In the late 1970s, ABC—by then ascendant in the national ratings—began to look for better affiliates in some markets where it had been relegated to a third-rated VHF or UHF station. On March 29, 1979, WATE-TV announced it would become an ABC affiliate within six months, giving 15,000 to 20,000 additional homes access to ABC programs.[26] WTVK station manager Duane Eastvold noted that ABC's treatment of the station—and notification of the change—was less than subpar; the station's compensation for carrying ABC programming had not increased in over 20 years, and channel 26 was caught completely unaware, informed only by a phone call from ABC before WATE announced the change on its 6 p.m. newscast.[25] WTVK signed an affiliation agreement with NBC, thus inheriting that network's affiliation from WATE and began carrying its programming on September 17 of that year.[27]

In 1980, WTVK was approved to increase its power one last time to the UHF maximum of five million watts.[2] The full boost took effect in 1981, making channel 26 one of just 10 stations operating at that power level in the United States.[28] Two years later, Freedom Communications contracted to buy WTVK from the Engelbrechts,[29] though the proposed buyer opted out of the transaction within a month.[30]

The battle for channel 8

In September 1980, the FCC opened the door again to giving Knoxville a third VHF television service when it approved four drop-ins, for Knoxville; Salt Lake City (channel 13); Huntington, West Virginia (channel 11); and Johnstown, Pennsylvania (channel 8).[31] A group known as the "Organizing Committee", led by James R. Martin, was one of the most active suitors early on; WTVK, at that time in the middle of its increase to 5,000,000 watts, initially stayed out of the fray.
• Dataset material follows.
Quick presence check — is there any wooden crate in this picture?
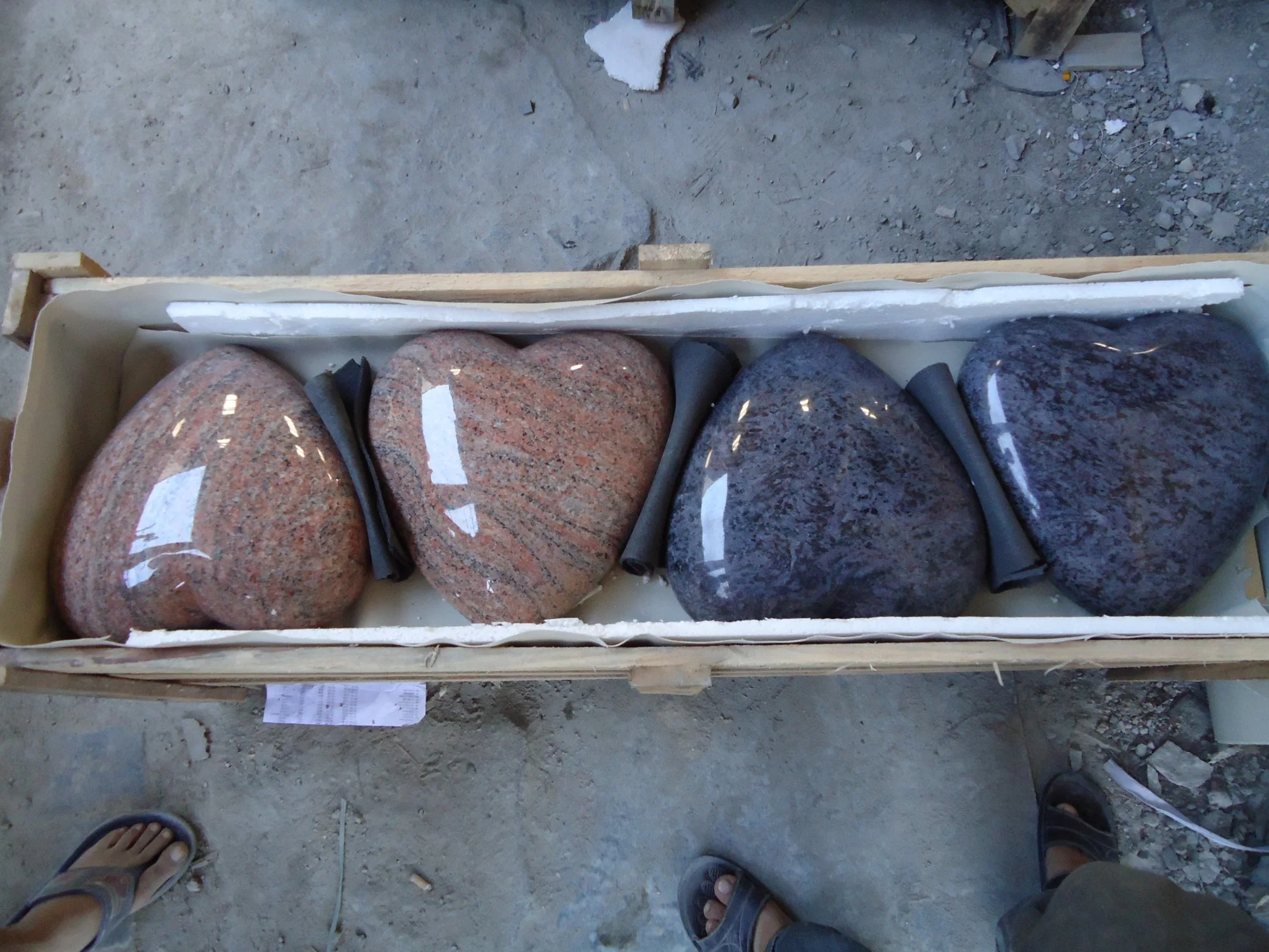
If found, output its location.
[7,246,1269,700]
Others, though, readied applications. By June 1981, there were 13 different applications on file for channel 8.[32] One proposed a Christian station; another suggested a partial simulcast of Atlanta's WTBS with some local content; and others proposed a commercial independent station.[33] One, however, was South Central Broadcasting itself.[32] All 13 of these applications were designated for hearing in July 1982.[34]
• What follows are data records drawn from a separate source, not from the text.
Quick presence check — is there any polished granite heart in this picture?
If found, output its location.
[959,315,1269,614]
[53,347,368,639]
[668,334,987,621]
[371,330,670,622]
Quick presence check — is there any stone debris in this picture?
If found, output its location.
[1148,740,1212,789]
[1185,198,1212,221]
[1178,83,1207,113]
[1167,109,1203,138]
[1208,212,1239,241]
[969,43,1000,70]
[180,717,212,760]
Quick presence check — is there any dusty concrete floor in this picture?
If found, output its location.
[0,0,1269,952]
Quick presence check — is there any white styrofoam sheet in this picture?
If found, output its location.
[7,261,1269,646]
After more than three years, an FCC administrative law judge gave the initial nod to Tennessee Telecorp, Inc., owned by two employees of the Tennessee Valley Authority (with Olympic athlete Ralph Boston as a minority stockholder), in September 1985; the Telecorp application was selected based on media diversity and integration of staff and management.[35] Four of the losing parties, including South Central, appealed the decision.[36] The commission's review board overturned the administrative law judge's decision, in a shock to Tennessee Telecorp, and declared South Central the winner, with president John David Engelbrecht declaring it "the first good break we've got" in many years of fighting for a VHF assignment.[37] One review board member wrote of WTVK's more than 30 years of good service to the community and noted that "the licensee of WTVK has acquired its surpassing entitlement to the new Knoxville VHF frequency the hard way: it earned it"; the opinion found that not awarding South Central the channel would have a "devastating impact" on its business.[38]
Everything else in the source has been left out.